[KPhotoAlbum] Search performance (at least) linear in number of search terms?

Robert Krawitz rlk at alum.mit.edu
Sun Jul 16 16:55:22 BST 2017


On Sun, 16 Jul 2017 09:53:37 +0200, Tobias Leupold wrote:
> Hi :-)
>
> As far as I can grasp it, Set.h and Set.cpp is a remnant of KPA using older Qt versions which did not provide the needed functionality.
>
> In case of doubt, Johannes is the one to decide whether or not, but I think this can be removed in favor of using Qt directly.

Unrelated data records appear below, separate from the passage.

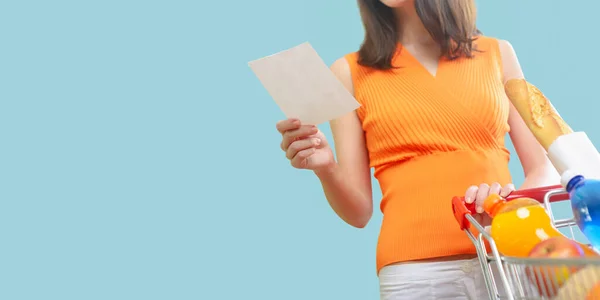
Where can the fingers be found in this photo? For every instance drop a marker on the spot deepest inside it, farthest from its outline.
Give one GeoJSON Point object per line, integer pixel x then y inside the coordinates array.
{"type": "Point", "coordinates": [301, 158]}
{"type": "Point", "coordinates": [289, 124]}
{"type": "Point", "coordinates": [301, 145]}
{"type": "Point", "coordinates": [482, 193]}
{"type": "Point", "coordinates": [471, 194]}
{"type": "Point", "coordinates": [292, 135]}
{"type": "Point", "coordinates": [507, 189]}
{"type": "Point", "coordinates": [478, 194]}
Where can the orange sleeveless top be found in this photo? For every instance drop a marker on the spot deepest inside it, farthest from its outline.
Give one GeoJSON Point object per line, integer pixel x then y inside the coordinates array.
{"type": "Point", "coordinates": [429, 138]}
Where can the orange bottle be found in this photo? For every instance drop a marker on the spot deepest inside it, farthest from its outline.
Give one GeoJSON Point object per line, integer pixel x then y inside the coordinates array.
{"type": "Point", "coordinates": [518, 225]}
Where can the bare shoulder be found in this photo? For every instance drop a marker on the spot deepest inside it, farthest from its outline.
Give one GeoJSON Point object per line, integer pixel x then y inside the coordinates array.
{"type": "Point", "coordinates": [506, 48]}
{"type": "Point", "coordinates": [510, 63]}
{"type": "Point", "coordinates": [341, 69]}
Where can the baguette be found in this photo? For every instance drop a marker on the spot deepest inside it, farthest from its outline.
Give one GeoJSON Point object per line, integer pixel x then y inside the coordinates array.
{"type": "Point", "coordinates": [537, 111]}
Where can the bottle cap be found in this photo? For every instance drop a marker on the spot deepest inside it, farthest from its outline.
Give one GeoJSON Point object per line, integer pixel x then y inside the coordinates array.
{"type": "Point", "coordinates": [569, 179]}
{"type": "Point", "coordinates": [566, 177]}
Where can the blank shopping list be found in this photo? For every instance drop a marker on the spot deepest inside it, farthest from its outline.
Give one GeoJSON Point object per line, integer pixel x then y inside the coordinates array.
{"type": "Point", "coordinates": [303, 86]}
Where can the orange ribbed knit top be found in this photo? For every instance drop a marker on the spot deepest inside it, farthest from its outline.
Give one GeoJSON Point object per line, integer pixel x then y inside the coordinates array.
{"type": "Point", "coordinates": [429, 138]}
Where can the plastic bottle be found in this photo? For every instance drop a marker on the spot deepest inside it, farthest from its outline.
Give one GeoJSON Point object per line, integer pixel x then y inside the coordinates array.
{"type": "Point", "coordinates": [520, 224]}
{"type": "Point", "coordinates": [585, 202]}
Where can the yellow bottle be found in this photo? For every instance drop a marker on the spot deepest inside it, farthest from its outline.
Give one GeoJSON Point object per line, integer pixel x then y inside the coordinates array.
{"type": "Point", "coordinates": [518, 225]}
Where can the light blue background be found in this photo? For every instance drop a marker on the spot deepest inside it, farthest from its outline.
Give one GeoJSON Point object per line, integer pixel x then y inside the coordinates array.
{"type": "Point", "coordinates": [139, 157]}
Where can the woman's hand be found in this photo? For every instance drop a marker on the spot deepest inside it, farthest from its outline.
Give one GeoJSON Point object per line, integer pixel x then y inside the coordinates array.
{"type": "Point", "coordinates": [305, 145]}
{"type": "Point", "coordinates": [478, 194]}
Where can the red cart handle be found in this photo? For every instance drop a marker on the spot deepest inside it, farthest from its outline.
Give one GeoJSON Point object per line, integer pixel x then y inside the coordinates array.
{"type": "Point", "coordinates": [462, 209]}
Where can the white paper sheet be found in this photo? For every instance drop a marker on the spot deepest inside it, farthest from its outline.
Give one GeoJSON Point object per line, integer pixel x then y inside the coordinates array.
{"type": "Point", "coordinates": [303, 86]}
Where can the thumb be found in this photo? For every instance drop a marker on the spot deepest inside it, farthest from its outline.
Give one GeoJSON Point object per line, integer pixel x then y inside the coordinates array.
{"type": "Point", "coordinates": [507, 190]}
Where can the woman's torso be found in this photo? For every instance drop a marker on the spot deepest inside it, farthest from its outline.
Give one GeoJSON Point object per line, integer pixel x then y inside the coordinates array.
{"type": "Point", "coordinates": [429, 138]}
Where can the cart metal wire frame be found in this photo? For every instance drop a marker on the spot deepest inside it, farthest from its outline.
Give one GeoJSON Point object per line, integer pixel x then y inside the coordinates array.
{"type": "Point", "coordinates": [529, 278]}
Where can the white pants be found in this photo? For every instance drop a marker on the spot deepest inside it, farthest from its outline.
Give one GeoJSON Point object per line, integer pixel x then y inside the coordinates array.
{"type": "Point", "coordinates": [459, 279]}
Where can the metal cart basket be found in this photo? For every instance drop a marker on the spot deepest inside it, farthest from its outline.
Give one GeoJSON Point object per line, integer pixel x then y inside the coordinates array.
{"type": "Point", "coordinates": [529, 278]}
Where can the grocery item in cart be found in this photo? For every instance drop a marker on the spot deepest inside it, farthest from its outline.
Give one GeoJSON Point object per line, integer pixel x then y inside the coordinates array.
{"type": "Point", "coordinates": [585, 202]}
{"type": "Point", "coordinates": [550, 278]}
{"type": "Point", "coordinates": [536, 110]}
{"type": "Point", "coordinates": [519, 225]}
{"type": "Point", "coordinates": [566, 149]}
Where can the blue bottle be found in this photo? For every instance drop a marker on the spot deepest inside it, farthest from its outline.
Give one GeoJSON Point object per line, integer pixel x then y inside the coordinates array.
{"type": "Point", "coordinates": [585, 203]}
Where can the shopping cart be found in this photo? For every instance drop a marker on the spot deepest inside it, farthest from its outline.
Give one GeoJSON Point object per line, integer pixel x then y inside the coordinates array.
{"type": "Point", "coordinates": [528, 278]}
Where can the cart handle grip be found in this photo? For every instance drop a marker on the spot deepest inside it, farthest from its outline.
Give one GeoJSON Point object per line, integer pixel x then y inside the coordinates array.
{"type": "Point", "coordinates": [462, 209]}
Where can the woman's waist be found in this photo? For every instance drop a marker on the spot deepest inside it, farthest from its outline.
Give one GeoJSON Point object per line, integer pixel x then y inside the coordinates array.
{"type": "Point", "coordinates": [442, 175]}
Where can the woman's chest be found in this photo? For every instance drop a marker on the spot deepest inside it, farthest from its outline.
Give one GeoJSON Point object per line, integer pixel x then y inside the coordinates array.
{"type": "Point", "coordinates": [463, 99]}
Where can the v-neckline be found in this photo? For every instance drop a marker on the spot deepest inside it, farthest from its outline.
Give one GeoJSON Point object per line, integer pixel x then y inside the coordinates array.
{"type": "Point", "coordinates": [419, 64]}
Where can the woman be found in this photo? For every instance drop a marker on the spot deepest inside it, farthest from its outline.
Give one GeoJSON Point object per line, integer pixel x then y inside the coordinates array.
{"type": "Point", "coordinates": [432, 122]}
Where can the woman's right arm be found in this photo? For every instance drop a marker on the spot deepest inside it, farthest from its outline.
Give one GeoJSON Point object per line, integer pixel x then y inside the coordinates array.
{"type": "Point", "coordinates": [347, 183]}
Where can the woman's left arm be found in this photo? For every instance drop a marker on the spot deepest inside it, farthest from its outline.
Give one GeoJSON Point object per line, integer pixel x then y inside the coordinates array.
{"type": "Point", "coordinates": [537, 168]}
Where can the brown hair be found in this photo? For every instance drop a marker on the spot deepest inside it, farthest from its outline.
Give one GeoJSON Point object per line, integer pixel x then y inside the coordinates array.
{"type": "Point", "coordinates": [451, 24]}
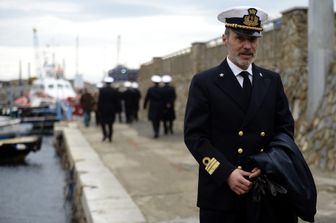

Which does not only – as you stated – speed up the code, but also simplify it.

So, here's the big problem: it's just plain doing waaaaay too much
work, by at least an order of magnitude.  Not to mention that the
number of calls to hasCategoryInfo() is linear in the number of
individual search terms (so each keyword being searched for is checked
twice), which since the intersection test is likely superlinear
results in the overall work being superquadratic.  *Then* this is all
done almost 10 times for each search.

I set a breakpoint on DB::ImageSearchInfo::match on the demo database,
and caught a stack trace for each time it was hit on one particular
image.  I found that that was being called 9x (and in some cases that
I haven't characterized 18x) for each image.  And what's more, _both_
flavors of hasCategoryInfo() (in ImageInfo.cpp) are being called if
there's _not_ a match on a keyword (if there is a match, the call to
the QSet<QString> flavor is short circuited).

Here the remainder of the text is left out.